A tal fine risultano particolarmente rilevanti:

  • la documentazione di acquisto dei beni danneggiati;
  • le fatture o i preventivi di riparazione;
  • le relazioni tecniche redatte da professionisti;
  • eventuali segnalazioni del disservizio al gestore;
  • elementi oggettivi che dimostrino la coincidenza temporale tra evento e danno.

In molti casi, una perizia tecnica è decisiva per accertare la causa del guasto e sostenere la richiesta risarcitoria.

Indennizzo automatico e tutela ulteriore

La normativa di settore prevede, in alcune ipotesi, un indennizzo automatico per interruzioni prolungate del servizio. Tale indennizzo viene riconosciuto direttamente in bolletta e non richiede una domanda specifica.

Tuttavia, si tratta di una forma di compensazione standardizzata, che non esclude né sostituisce il risarcimento del danno. Se l’utente ha subito un danno ulteriore, può agire separatamente per ottenerne il ristoro integrale.

Procedura per la richiesta

La richiesta di risarcimento deve essere formulata in modo chiaro e completo, preferibilmente tramite PEC o raccomandata. È necessario indicare la data e l’ora dell’evento, descrivere il disservizio e dettagliare i danni subiti, allegando tutta la documentazione disponibile.

In caso di mancata risposta o di rigetto, è possibile attivare strumenti alternativi di risoluzione delle controversie, come la conciliazione, prima di intraprendere un’azione giudiziaria. Una richiesta ben impostata, supportata da prove adeguate, spesso consente di ottenere una soluzione in via stragiudiziale.

Termini per agire

Il diritto al risarcimento è soggetto a prescrizione, generalmente nel termine di cinque anni. Tuttavia, è opportuno agire tempestivamente. Il trascorrere del tempo rende più difficile raccogliere prove e dimostrare il collegamento tra evento e danno.
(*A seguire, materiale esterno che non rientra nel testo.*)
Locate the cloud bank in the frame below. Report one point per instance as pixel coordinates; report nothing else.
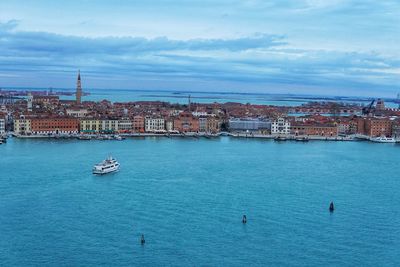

Un intervento rapido, accompagnato da una corretta raccolta della documentazione, rappresenta la strategia più efficace per tutelare i propri diritti.

Il risarcimento dei danni da blackout o sbalzi di corrente è quindi possibile, ma richiede un approccio rigoroso: individuazione del responsabile, prova del danno e dimostrazione del nesso causale. In assenza di questi elementi, la richiesta difficilmente potrà essere accolta; al contrario, una gestione precisa e documentata aumenta in modo significativo le probabilità di ottenere un ristoro adeguato.